Читать книгу Instituut Sparrenheide - Christiaan van Abkoude - Страница 4
ОглавлениеTweede Hoofdstuk.
Indianen en Bleekgezichten.
Op het Brinkplein bij de Baarnsche kerk verzamelde Bram Verhallen zijn mannetjes. Bram Verhallen was van denzelfden leeftijd als Hans Bergwoude, even sterk, even slim, even stevig gebouwd. Alleen was hij lichtblond en had zachte, bijna droomerige oogen. Hij was een lobbes van een jongen, maar liet zich toch niet de kaas van het brood eten. Hans Bergwoude was een zijner beste vrienden en als zij niet zoo ver van elkaar gewoond hadden, zouden zij veel meer bij elkaar geweest zijn. Bram was de eenige zoon van notaris Verhallen; hoewel uit een deftig gezin afkomstig was hij toch vrij van alle gemaaktheid of aanstellerij. Hij was op school een ijverig leerling, maar moest nogal blokken om bij te blijven. Hij leefde op als hij met zijn kameraden kon ravotten.

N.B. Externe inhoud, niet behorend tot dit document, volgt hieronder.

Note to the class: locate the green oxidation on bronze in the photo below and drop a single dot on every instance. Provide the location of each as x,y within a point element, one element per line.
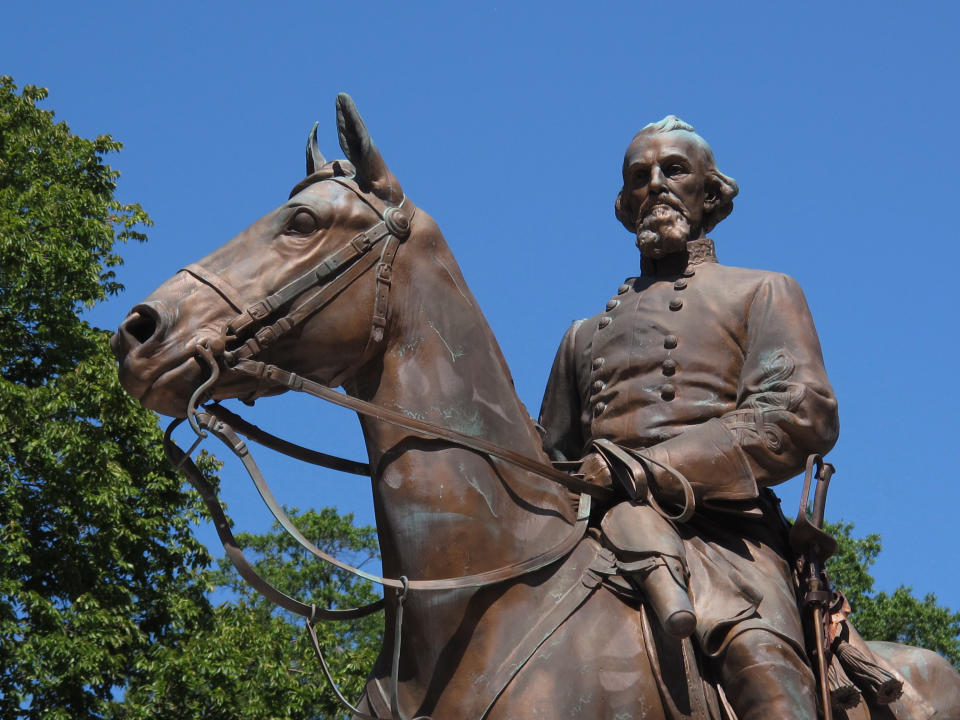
<point>711,372</point>
<point>455,352</point>
<point>403,348</point>
<point>463,419</point>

Intusschen kwamen meer en meer jongens opdagen en allen waren zenuwachtig van ongeduld om het heerlijke spel te beginnen. Toen zijn strijders, ongeveer twintig in getal, compleet waren, stelde Bram zich aan het hoofd ervan en marcheerde naar de Torenlaan, waar hij rechtsaf sloeg, het Sparrenbosch in. Daar hield hij even halt, liet de jongens in een kring om hem heen staan en ging het spel uitleggen.

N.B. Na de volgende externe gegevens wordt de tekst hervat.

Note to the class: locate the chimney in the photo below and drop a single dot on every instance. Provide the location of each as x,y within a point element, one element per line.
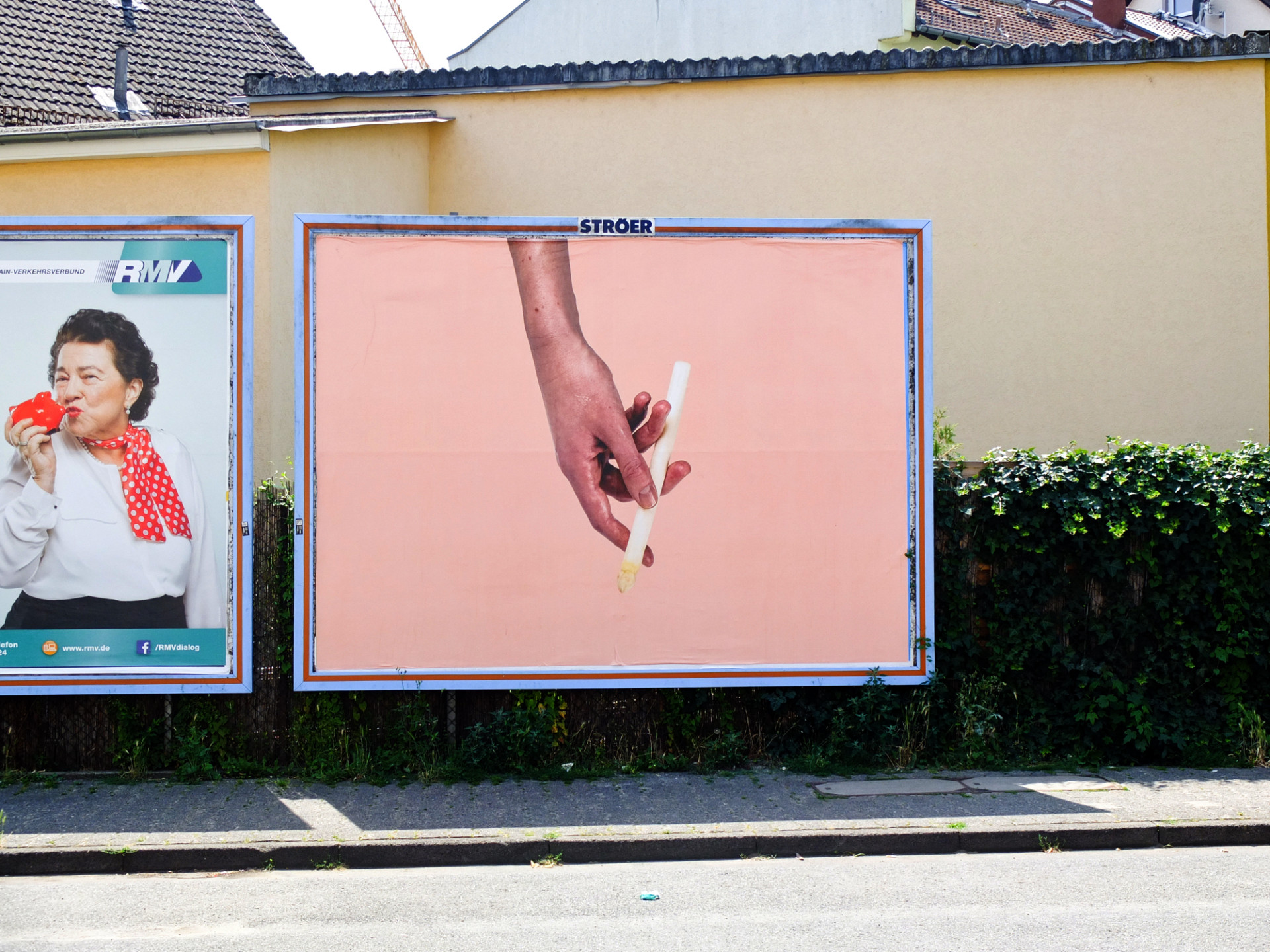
<point>121,80</point>
<point>1109,12</point>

„Jullie weet al zoo’n beetje,” vertelde hij, „wat we gaan doen, maar het fijne van de zaak zal je nu pas hooren. Wij zijn Indianen van den stam der Mohikanen.”
„Hoera, hoera, Indianen!” schreeuwde er al een paar.

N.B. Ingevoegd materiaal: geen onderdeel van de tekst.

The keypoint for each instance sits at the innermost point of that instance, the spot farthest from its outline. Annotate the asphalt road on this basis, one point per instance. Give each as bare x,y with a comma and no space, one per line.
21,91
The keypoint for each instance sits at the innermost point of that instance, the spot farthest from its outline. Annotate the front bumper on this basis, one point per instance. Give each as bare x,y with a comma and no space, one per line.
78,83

„Stil toch!” vermaande Toon Sprits, een groote jongen en een der klassegenooten Van Bram. „Mooie Indianenmanieren om in het bosch zoo te schreeuwen!”
„Ja,” zei Bram, „als je zooveel spektakel maakt, dan hooren de „Sparheiders” al direct, waar we zitten. Dus jongens, houdt je doodstil. Jullie hebben allemaal genoeg Indianenboeken gelezen en daarom weet je ook best, hoe Indianen in hun bosschen doen. Ik ben Arendsoog, en jullie kiezen maar een naam voor jezelf uit.”
„Tijgerklauw heet ik!” zei de een.
„Witte Buffel!” riep een tweede.
„Vuurstraal!”
„Edelhart!”
„Apestaart! Oliebol! Kokosvet!” ’t Werd weer een geschreeuw door elkaar van je welste. Op die manier kwam er van de heele onderneming niets terecht.
„Stilte!” commandeerde Bram. „Wie niet gehoorzaamt en weer schreeuwt of leven maakt, kan naar huis gaan.”
Dat hielp. Bram was wel een goeie jongen, maar als hij boos werd, begonnen zijn gespierde armen een woordje mee te spreken en daar hadden de jongens respect voor! Het werd dus stil en Bram vervolgde:
„Ik ben Arendsoog en jullie opperhoofd. Toon Sprits en Jan v.d. Zee zijn mijn verspieders. De school van Bergwoude in het Overbosch is een fort, waar blanken wonen. Dat fort wordt door ons bestormd. Maar het wordt verdedigd door de Sparheiders, dat zijn Hans Bergwoude met zijn broers en de kostjongens. Zij weten, dat wij uit de richting van het Boterbergje komen.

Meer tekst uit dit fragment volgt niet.